Stevenson, Tesson et Barbereau

Le 5 avril 2020

C’est marrant d’observer les filiations entre écrivains. La plupart ne se cachent pas d’évoquer les auteurs qui les ont précédés et influencés. A plusieurs reprises Sylvain Tesson, l’écrivain aventurier, auteur de la Panthère des Neiges qui lui valut le Renaudot l’année dernière, a évoqué L’Île au Trésor comme son roman jeunesse préféré, avec en fond probablement une grande admiration pour Robert-Louis Stevenson, son auteur. J’ai lu dernièrement « Sur les Chemins noirs » de Tesson, dans lequel il raconte sa grande randonnée à travers la France, de la Côte d’Azur au Cotentin, et qui fait étape dans le Cantal. Le village de Condat est d’ailleurs décrit de façon peu amène :

« A Condat, un deuil national aurait été déclaré que l’atmosphère n’eût pas été plus lourde. […] Traverser ces villages donnait l’impression de passer la revue des façades en berne. Ce qui n’était pas fermé était à vendre, ce qui était à vendre ne trouvait pas acquéreur. Les monuments aux morts portaient des noms glorieux et il nous semblait que quelques vivants vacants dans les rues auraient pu s’ajouter à la liste. »

Dans ce livre, Tesson évoque encore Stevenson et son roman Kidnapped. Ca m’a rappelé que je n’avais pas encore lu, cet autre ouvrage de Stevenson préconisé par Tesson : « Voyage avec un âne dans les Cévennes », un monument pour tous les randonneurs qui lui doivent le fameux Chemin des Stevenson. En terminant cet après-midi cet ouvrage culte – au moins pour les offices de tourismes des territoires traversés par l’écossais – j’ai pu observer la filiation Stevenson-Tesson : l’inévitable carte avec les étapes en début d’ouvrage, un récit qui fait la part belle à des descriptions ainsi qu’à des anecdotes pittoresques parfois drôles, le respect de la chronologie, et un récit découpé en journées. Tesson est le fils de Stevenson, il partage probablement aussi sa vision du voyage :

« Je voyage non pour aller quelque part, mais pour marcher. Je voyage pour le plaisir de voyager. L’important est de bouger, d’éprouver de plus près les nécessités et les embarras de la vie, de quitter le lit douillet de la civilisation, de sentir sous mes pieds le granit terrestre et les silex épars avec leurs coupants. »

Après avoir trouvé un des fils de Stevenson, j’ai découvert un des héritiers de Tesson en lisant Yoann Barbereau et le récit de son incroyable aventure.
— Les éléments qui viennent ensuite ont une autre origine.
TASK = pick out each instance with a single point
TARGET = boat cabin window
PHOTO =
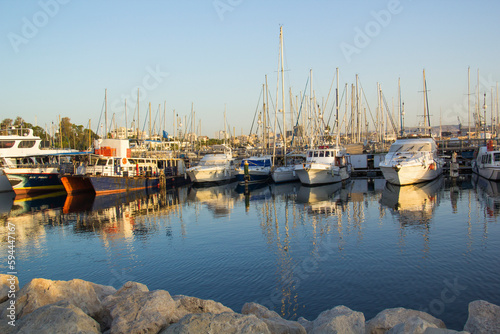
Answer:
(7, 143)
(102, 162)
(27, 143)
(415, 147)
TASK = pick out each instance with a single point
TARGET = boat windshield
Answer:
(414, 147)
(212, 162)
(102, 162)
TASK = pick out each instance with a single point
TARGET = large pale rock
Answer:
(431, 330)
(275, 323)
(413, 325)
(135, 309)
(483, 317)
(223, 323)
(340, 319)
(186, 305)
(61, 317)
(84, 295)
(308, 325)
(389, 318)
(8, 284)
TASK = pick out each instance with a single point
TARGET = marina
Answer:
(295, 249)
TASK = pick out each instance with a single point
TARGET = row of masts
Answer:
(312, 124)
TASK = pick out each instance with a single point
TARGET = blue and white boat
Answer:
(259, 169)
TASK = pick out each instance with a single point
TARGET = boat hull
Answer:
(410, 174)
(5, 185)
(115, 184)
(75, 184)
(284, 174)
(490, 173)
(253, 176)
(210, 176)
(317, 176)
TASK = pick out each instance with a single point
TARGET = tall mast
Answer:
(138, 116)
(126, 121)
(337, 104)
(105, 113)
(401, 131)
(283, 95)
(266, 108)
(468, 98)
(149, 120)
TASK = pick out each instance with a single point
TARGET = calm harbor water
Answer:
(297, 250)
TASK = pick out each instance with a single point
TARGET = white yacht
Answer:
(324, 165)
(487, 162)
(258, 169)
(29, 168)
(216, 167)
(412, 160)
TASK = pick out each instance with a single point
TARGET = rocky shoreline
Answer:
(77, 306)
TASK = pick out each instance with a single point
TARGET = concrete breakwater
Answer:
(77, 306)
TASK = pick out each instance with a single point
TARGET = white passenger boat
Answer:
(324, 165)
(29, 168)
(412, 160)
(487, 162)
(258, 169)
(213, 168)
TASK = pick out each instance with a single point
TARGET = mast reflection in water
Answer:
(297, 250)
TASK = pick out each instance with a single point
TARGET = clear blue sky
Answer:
(58, 56)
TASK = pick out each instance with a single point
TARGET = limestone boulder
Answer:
(223, 323)
(308, 325)
(431, 330)
(135, 309)
(186, 305)
(40, 292)
(275, 323)
(484, 317)
(8, 283)
(61, 317)
(413, 325)
(340, 319)
(389, 318)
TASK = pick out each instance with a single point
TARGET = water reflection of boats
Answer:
(53, 200)
(6, 201)
(413, 203)
(218, 198)
(489, 191)
(90, 202)
(324, 199)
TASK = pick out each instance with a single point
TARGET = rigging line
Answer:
(256, 109)
(100, 117)
(328, 97)
(300, 110)
(364, 95)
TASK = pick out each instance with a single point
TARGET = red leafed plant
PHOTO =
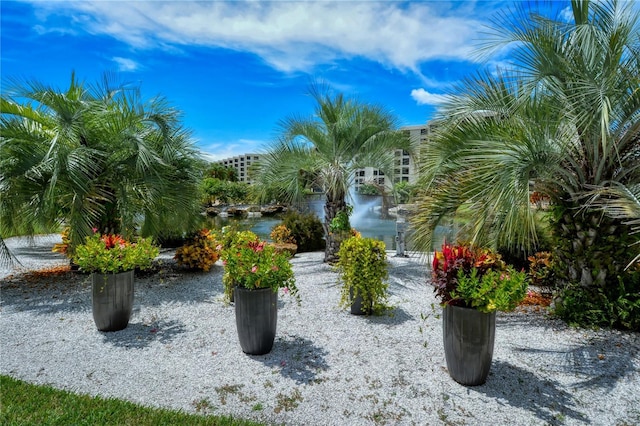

Alors en poste à Irkoutsk en Sibérie, il fut arrêtée par le FSB (le nouveau nom du KGB, les services secrets russes) et accusé du pire. Après avoir connu la prison et la torture russe puis l’hôpital psychiatrique, le français finit par s’évader et revenir clandestinement en France.
Son récit s’intitule « Dans les geôles de Sibérie », clin d’oeil au livre de Sylvain Tesson « Dans les forêts de Sibérie » qui se déroule à peu près au même endroit, c’est à dire sur les bords du lac Baïkal près d’Irkoutsk, où l’aventurier a vécu quelques mois dans une cabane coupé du monde, accompagné seulement de quelques décalitres de vodka et de bonne littérature. Et d’ailleurs, le livre de Barbereau commence étrangement par une scène arrosée dans une cabane sur les bords gelés du lac Baïkal. Bel hommage à Tesson. Aucun critique n’a fait le rapprochement. Il faut dire que je n’ai pas eu beaucoup à chercher dans ma mémoire puisqu’il ne s’était pas écoulé plus de deux mois entre ma lecture des deux ouvrages.

Je continuerai prochainement mes découvertes de cette grande famille des écrivains voyageurs, dont Tesson et Stevenson sont des membres éminents. Barbereau quant à lui en était à son coup d’essai, mais vu sa remarquable qualité, il serait dommage d’en rester là.